In laboratory tests we can find mild to moderate anemia in 38.7%, leukocytosis in 41.9% and increase in C-reactive protein in 25.8% of patients.2. In recent studies it is considered that the neutrophil/lymphocyte ratio will be increased with the intake of alkaline agents, this value together with a marked leukocytosis increases the prognosis of a higher mortality.7 With regard to complementary cabinet studies, transmural necrosis can be evidenced in computed tomography, which is associated with worse evolution during the acute period and high incidence of surgical procedure requirement, we must consider it as an approach in patients in whom endoscopy is contraindicated, as is the case of those patients who are not in the window period to perform this diagnostic procedure.8 It is important to have institutions that have a Pediatric Endoscopy service with 24-hour access with the necessary personnel and infrastructure resources to guarantee adequate care in relation to an acute event and thus reduce the rate of subsequent complications. It is recommended to perform endoscopy within the following 24 hours in a hemodynamically stable symptomatic patient, since it allows us to plan the appropriate treatment and follow-up. Zargar's classification system to evaluate endoscopic findings secondary to the intake of caustics helps us predict the prognosis in relation to management and possible subsequent complications such as the risk of stenosis.

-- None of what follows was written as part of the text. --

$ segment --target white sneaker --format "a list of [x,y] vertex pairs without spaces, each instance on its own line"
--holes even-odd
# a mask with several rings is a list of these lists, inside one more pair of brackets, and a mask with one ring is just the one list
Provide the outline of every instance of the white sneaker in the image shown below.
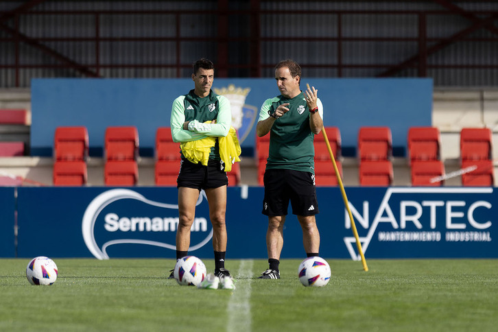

This classification includes 4 degrees of severity:

  • Grade 0: Normal mucosa
  • Grade 1: Slight edema and redness of the mucus
  • Grade 2A: Superficial ulcers, bleeding and exudate
  • Grade 2B: Local deep ulceration or surrounding
  • Grade 3A: Focal necrosis
  • Grade 3B: Extensive necrosis
  • Grade 4: Perforation

Most patients with grade 1 or 2A lesions have a good prognosis without risk of death or the development of immediate or late complications. For patients with grade 3B lesions, mortality can increase to 65% requiring surgical resolution.3 Grade 1 lesions do not require treatment or fasting, grade 2 and 3 lesions require proton pump inhibitors to reduce the risk of secondary reflux, antibiotic therapy to reduce the risk of bacterial growth in necrotic tissue, and reduces the risk of infection in granulation tissue, corticosteroids at high doses for 3 days to prevent the formation of stenosis, taking caution in the formation of peptic ulcer or fungal infection in the esophagus.9 The placement of a gastrotomy tube is the most frequent method of enteral feeding in 64.5% in patients with significant burns due to the high risk of malnutrition, complementing with esophageal dilations by 64.5% which can be performed from the third week.10 We must consider that the best way to prevent this type of injury is with adequate training of parents about this type of agents at home, precautions and care of children.11

Conclusion

The intake of caustics is an important problem in the pediatric population and in our country, being associated with the lack of training to parents about the risks at home, the early suspicion by trained personnel, and hospitals with the infrastructure of having pediatric surgeons trained in endoscopy, for the timely realization of it for an appropriate therapeutic approach and management, is indispensable for the evolution of children.

Acknowledgments

None.

Conflicts of interest

The authors declare that there are no conflicts of interest.